One of the biggest tests of your business isn't how it runs when you're there. It's how it runs when you're not.

Summer vacation season is here, and whether you have a team or you're a solopreneur, taking time away requires a little planning.

If You Have a Team

Successful vacations start long before you leave. If your team relies on you to answer every question and solve every problem, the week before your vacation is too late to fix that.

Months before you leave, start encouraging independent decision-making. When someone brings you a problem, don't immediately give them the answer. Ask them what they think. Help them work through it.

Create systems. Document recurring processes. Make it easy for people to find answers without you.

And here's the hard part: they may make decisions you wouldn't have made, and that's okay.

I know it can feel scary to leave, but if you never go, your team will never learn that they can do it without you. In my experience, you take a deep breath, trust your team, and it'll go just fine.

If You're a Solopreneur

Vacation looks a little different when you're the entire company.

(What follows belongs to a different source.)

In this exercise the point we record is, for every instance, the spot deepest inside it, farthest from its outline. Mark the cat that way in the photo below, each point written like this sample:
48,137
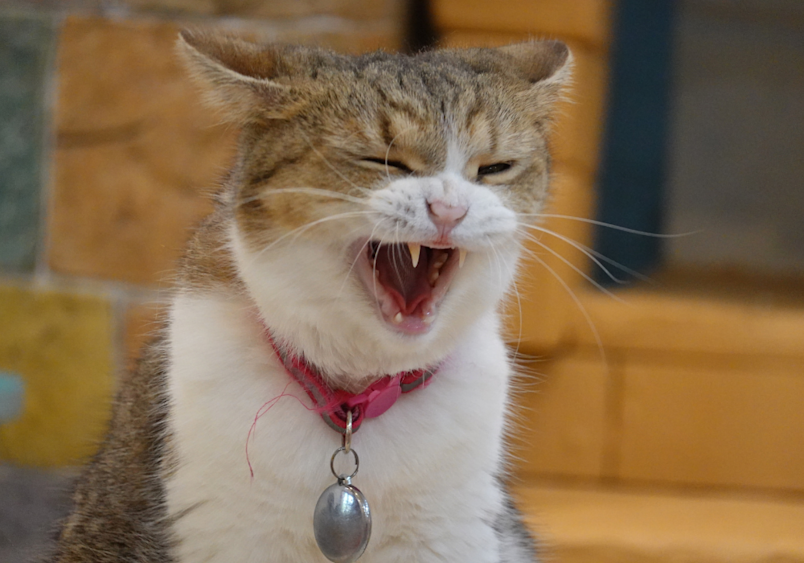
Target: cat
370,227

When I was running Erin's Faces by myself, I continued taking orders while I was away, but I clearly communicated exactly what customers could expect. Orders placed between June 20 and June 27, for example, would begin shipping on June 30. And that information should be everywhere: in a banner at the top of your website, at checkout, and in the order confirmation email customers receive after placing their order.

I continued to check customer service emails once a day. As a one-person operation, I felt it was important to make sure no urgent questions were sitting unanswered, so I'd carve out 20 minutes or so to review emails and respond as needed. It's much easier to stay on top of things as they come in than return to a week's worth of customer questions all at once.

And lastly, make sure you have time blocked off when you return. You'll need dedicated hours to process the orders that came in while you were away and get everything shipped out.

The Goal

The goal is to build a business that can survive without you for a week (or more).

If you have a team, vacations help build independence, confidence, and trust. If you're a solopreneur, they help you create the habit of stepping away while continuing to take care of your customers through clear communication.

Taking time away makes you a better leader, a better business owner, and a happier human being. So take the vacation!